PON serum activity phenotypes were measured by reacting individual serum samples with either TBBL or PA and monitoring the rate of product accumulation (hydroxy butyric acid for TBBL; phenol for PA). Selected representative time-course plots for each of the two activity phenotypes are shown including the minimum, maximum and quartile-boundary observations; spontaneous hydrolysis (no serum) which was low in both assays is also shown.

Figure 2

Association of PON SNPs and haplotypes with TBBL activity.
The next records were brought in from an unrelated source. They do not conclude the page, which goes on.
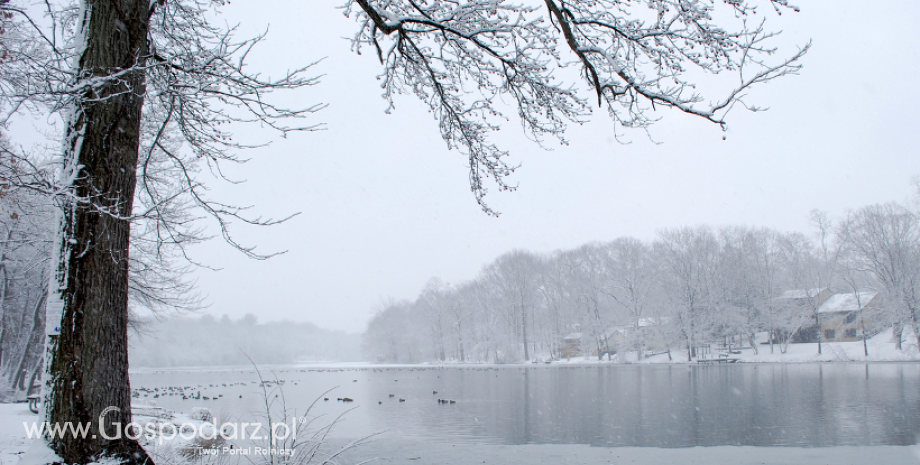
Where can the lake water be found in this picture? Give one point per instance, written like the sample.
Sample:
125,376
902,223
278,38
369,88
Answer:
606,405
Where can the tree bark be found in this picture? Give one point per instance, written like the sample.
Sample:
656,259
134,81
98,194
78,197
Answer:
89,361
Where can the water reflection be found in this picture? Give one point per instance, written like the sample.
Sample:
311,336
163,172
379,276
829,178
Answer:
625,405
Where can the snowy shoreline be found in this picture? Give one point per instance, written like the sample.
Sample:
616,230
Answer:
881,350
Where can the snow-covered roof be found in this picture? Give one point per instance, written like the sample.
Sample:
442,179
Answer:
572,337
846,302
801,293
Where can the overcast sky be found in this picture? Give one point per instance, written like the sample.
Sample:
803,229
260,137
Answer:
385,206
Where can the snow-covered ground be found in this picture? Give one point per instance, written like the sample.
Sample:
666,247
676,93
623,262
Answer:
880,348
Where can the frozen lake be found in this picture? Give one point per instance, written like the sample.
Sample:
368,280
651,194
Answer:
608,405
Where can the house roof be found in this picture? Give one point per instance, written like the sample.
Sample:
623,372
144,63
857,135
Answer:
572,337
846,302
801,293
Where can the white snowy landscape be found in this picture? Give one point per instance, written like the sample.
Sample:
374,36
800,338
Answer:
462,232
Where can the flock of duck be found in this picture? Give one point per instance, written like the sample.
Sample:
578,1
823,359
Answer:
195,392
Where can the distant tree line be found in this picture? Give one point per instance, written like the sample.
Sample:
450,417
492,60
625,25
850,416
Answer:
686,289
207,341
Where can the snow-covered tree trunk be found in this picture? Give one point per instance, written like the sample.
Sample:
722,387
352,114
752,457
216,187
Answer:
89,365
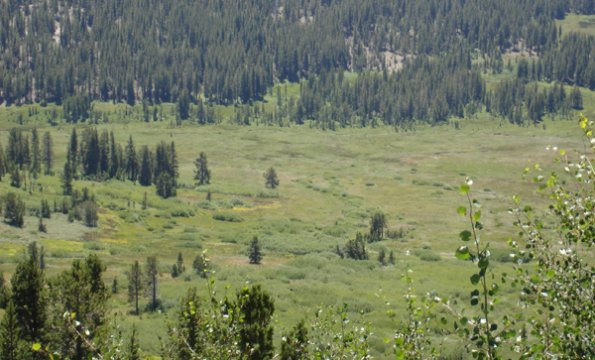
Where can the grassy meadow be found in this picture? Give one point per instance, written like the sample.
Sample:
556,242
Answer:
330,185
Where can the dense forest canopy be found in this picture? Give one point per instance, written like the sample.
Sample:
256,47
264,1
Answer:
231,52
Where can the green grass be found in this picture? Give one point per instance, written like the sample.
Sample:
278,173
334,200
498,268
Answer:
578,23
331,183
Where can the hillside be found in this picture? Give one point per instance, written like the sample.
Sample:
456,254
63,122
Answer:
263,179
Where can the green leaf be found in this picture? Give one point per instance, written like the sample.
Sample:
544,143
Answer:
463,253
483,263
475,279
464,189
465,235
461,210
477,216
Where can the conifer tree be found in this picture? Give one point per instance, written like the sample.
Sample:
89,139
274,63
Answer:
29,298
133,346
135,285
14,210
180,263
145,176
72,155
202,172
295,344
131,161
4,292
152,272
254,252
10,335
256,331
67,178
48,156
3,163
36,156
271,179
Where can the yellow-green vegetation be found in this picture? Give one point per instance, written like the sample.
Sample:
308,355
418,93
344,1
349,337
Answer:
331,183
578,23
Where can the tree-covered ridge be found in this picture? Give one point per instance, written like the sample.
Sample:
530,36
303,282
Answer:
232,51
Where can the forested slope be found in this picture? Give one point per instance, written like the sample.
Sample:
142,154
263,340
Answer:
228,51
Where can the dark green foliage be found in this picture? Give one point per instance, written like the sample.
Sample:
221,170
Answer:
133,352
15,177
4,292
184,105
81,293
152,274
17,151
145,177
44,210
35,166
14,210
271,179
256,331
382,257
76,108
48,155
201,265
356,248
3,163
202,172
575,99
180,263
29,297
10,336
391,258
166,185
295,344
89,213
254,251
189,337
377,226
67,178
135,285
131,161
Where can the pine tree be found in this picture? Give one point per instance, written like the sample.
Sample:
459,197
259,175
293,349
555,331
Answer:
180,263
48,156
135,285
67,178
10,335
72,155
201,265
14,210
29,298
377,226
152,272
35,153
145,176
382,257
271,180
295,344
3,163
256,332
131,161
80,292
133,346
254,252
4,292
391,258
203,174
166,185
15,177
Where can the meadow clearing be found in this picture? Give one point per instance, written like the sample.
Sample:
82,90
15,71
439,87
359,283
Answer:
331,182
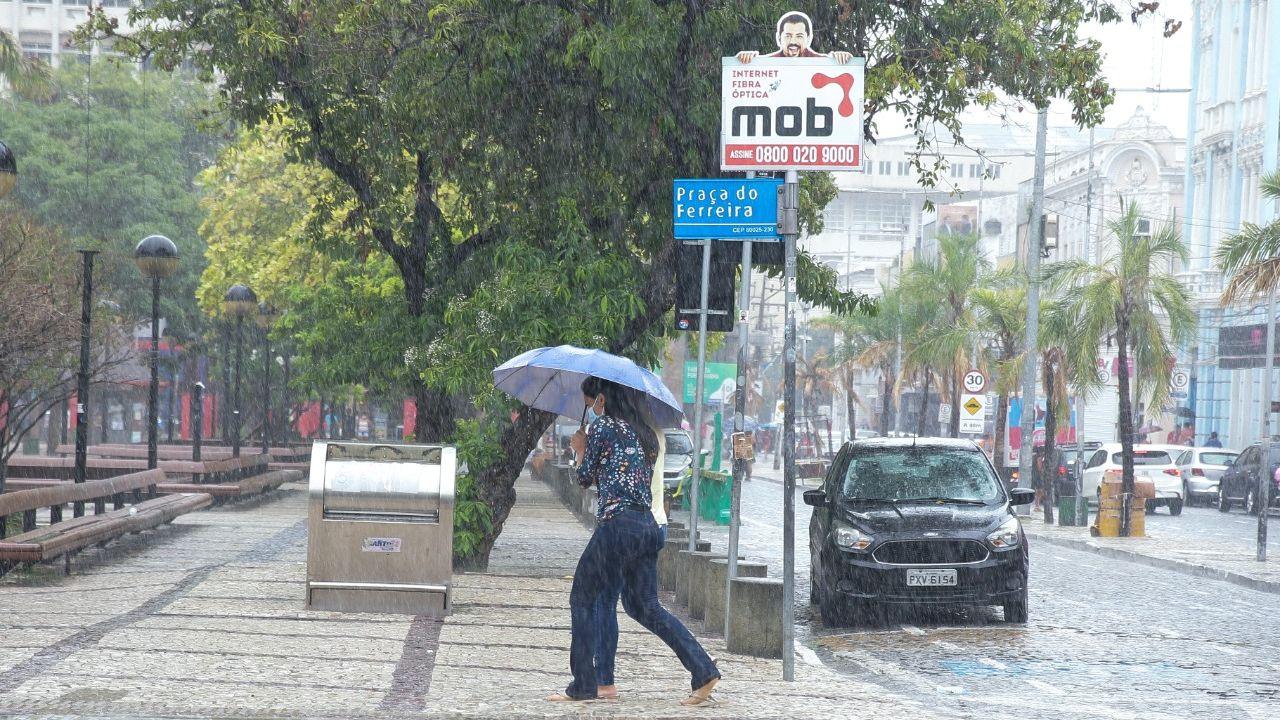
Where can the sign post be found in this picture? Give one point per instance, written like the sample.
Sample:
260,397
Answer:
790,110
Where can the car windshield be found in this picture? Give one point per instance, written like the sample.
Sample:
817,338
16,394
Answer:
1144,458
920,473
1217,458
679,443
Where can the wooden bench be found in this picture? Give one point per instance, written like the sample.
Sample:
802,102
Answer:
242,488
63,538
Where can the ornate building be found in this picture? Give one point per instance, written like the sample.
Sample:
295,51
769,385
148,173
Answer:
1233,133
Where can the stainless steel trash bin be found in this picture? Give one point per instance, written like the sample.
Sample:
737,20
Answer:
380,528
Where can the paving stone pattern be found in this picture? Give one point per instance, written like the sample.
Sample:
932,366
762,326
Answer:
205,619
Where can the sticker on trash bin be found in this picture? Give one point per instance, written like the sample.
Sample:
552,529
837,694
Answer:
380,545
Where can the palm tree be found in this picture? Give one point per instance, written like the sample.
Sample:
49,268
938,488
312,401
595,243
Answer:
1252,256
945,286
30,77
1132,296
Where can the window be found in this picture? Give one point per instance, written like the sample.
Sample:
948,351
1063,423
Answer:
920,473
1098,459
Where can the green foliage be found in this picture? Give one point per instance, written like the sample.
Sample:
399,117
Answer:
110,159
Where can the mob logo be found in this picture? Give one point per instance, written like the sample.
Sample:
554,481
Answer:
792,121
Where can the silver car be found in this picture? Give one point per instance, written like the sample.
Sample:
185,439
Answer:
1202,468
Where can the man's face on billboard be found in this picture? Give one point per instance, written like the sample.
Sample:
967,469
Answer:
795,39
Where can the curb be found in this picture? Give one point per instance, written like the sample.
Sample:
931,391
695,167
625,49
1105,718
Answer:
1175,565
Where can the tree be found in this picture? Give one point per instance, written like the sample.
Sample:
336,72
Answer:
1130,296
945,337
110,158
1000,305
41,332
1252,256
410,105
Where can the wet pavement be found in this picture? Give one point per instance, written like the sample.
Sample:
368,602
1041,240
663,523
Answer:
1107,637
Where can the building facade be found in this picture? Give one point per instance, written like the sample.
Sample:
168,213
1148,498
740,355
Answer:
44,27
1233,133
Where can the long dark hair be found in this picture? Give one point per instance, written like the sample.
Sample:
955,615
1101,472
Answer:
630,406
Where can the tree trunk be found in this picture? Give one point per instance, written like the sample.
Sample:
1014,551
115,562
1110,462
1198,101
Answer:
1125,417
1048,465
924,408
496,484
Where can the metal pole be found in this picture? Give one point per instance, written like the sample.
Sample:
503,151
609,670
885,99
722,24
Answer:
1265,475
740,466
1034,238
82,377
266,391
790,229
698,396
154,359
197,418
1080,504
240,323
227,379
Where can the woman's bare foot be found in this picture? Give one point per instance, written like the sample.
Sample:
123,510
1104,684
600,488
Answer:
702,695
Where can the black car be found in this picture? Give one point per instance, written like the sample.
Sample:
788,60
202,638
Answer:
1239,482
913,522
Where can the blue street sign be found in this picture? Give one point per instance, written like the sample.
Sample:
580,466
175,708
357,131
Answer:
726,209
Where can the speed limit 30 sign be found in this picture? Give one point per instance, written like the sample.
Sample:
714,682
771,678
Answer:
974,382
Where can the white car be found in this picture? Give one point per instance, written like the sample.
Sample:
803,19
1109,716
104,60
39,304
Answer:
1202,468
1156,463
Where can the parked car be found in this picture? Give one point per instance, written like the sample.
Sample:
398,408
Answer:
1202,468
1150,461
1239,483
913,522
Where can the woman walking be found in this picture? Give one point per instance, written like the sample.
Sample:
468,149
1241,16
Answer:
617,456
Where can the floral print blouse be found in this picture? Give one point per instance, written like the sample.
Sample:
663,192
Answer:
616,465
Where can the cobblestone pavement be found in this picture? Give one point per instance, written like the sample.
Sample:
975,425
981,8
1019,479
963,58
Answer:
205,619
1109,638
1200,541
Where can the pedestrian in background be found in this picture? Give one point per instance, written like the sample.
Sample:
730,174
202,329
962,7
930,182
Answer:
617,456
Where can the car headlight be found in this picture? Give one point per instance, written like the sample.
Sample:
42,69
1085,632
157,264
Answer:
851,538
1006,536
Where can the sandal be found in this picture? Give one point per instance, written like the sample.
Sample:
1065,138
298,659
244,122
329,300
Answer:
702,695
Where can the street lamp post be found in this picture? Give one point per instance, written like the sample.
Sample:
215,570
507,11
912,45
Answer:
238,301
158,258
266,315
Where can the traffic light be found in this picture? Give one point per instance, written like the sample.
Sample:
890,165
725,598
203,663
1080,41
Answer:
722,285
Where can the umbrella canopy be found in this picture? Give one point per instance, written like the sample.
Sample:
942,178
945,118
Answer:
551,378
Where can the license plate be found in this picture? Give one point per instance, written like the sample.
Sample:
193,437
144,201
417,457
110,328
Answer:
931,578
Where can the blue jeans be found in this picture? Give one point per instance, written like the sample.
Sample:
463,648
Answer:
607,624
624,554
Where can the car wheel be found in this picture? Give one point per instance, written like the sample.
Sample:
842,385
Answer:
1015,611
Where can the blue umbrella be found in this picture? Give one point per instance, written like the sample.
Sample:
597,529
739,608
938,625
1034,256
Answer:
551,378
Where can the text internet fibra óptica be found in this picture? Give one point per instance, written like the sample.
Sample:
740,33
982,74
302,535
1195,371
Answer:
693,203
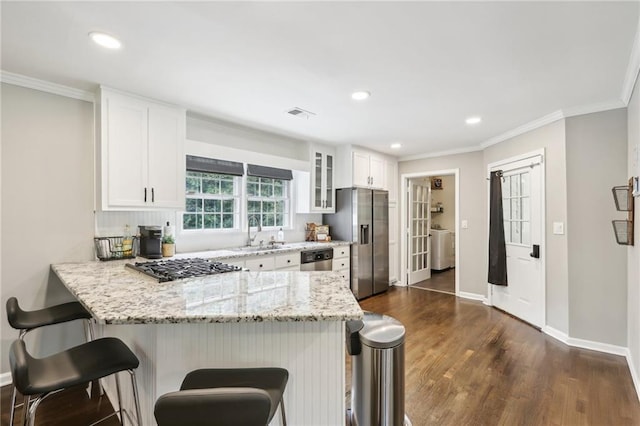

A. Single SNP tests. Columns represent the negative log10 of the p-value obtained for each SNP. Red horizontal lines indicate significance thresholds. The PON gene cluster is drawn to scale showing the locations of the PON genes and the SNPs genotyped. SNPs 1-9 and SNPs 11-29 are located in separate haplotype blocks (see Supplementary Figure 1). B. Most significant haplotypes among all possible SNP combinations. C. Most significant haplotypes among SNPs 11-29. D. Most significant haplotypes among SNPs 1-9. Panels B-D: Haplotypes with the most significant global and specific p-values in the designated group of SNPs are shown. SpecP=haplotype specific p-value; globP=global test p-value; freq=haplotype frequency; #fams=the number of informative families included in the test.

Figure 3

Association of PON SNPs and haplotypes with PA activity. A. Single SNP tests. B. Most significant haplotypes among all possible SNP combinations. C. Most significant haplotypes among combinations of SNPs 1, 2, 3, 6, 9, 20 and 26. See Figure 2 for additional details.

Figure 4

Allelic patterns of association for SNPs with serum paraoxanase activity phenotypes and AD risk. Alleles associated with lower activity (TBBL or PA) and higher risk of AD (according to test results of individual SNPs) are shown for each SNP. Dark background – regions of consensus; orange font – significantly associated SNPs (p≤1.9×10⁻⁵ for TBBL and PA; p≤0.05 for AD).

Figure 5

Interaction of phenyl acetate (PA) activity in serum and rs3735586 genotype on odds of AD. Odds of AD per unit of PA activity are shown separately for rs3735586 C/T heterozygotes (red curve) and T/T homozygotes (blue curve).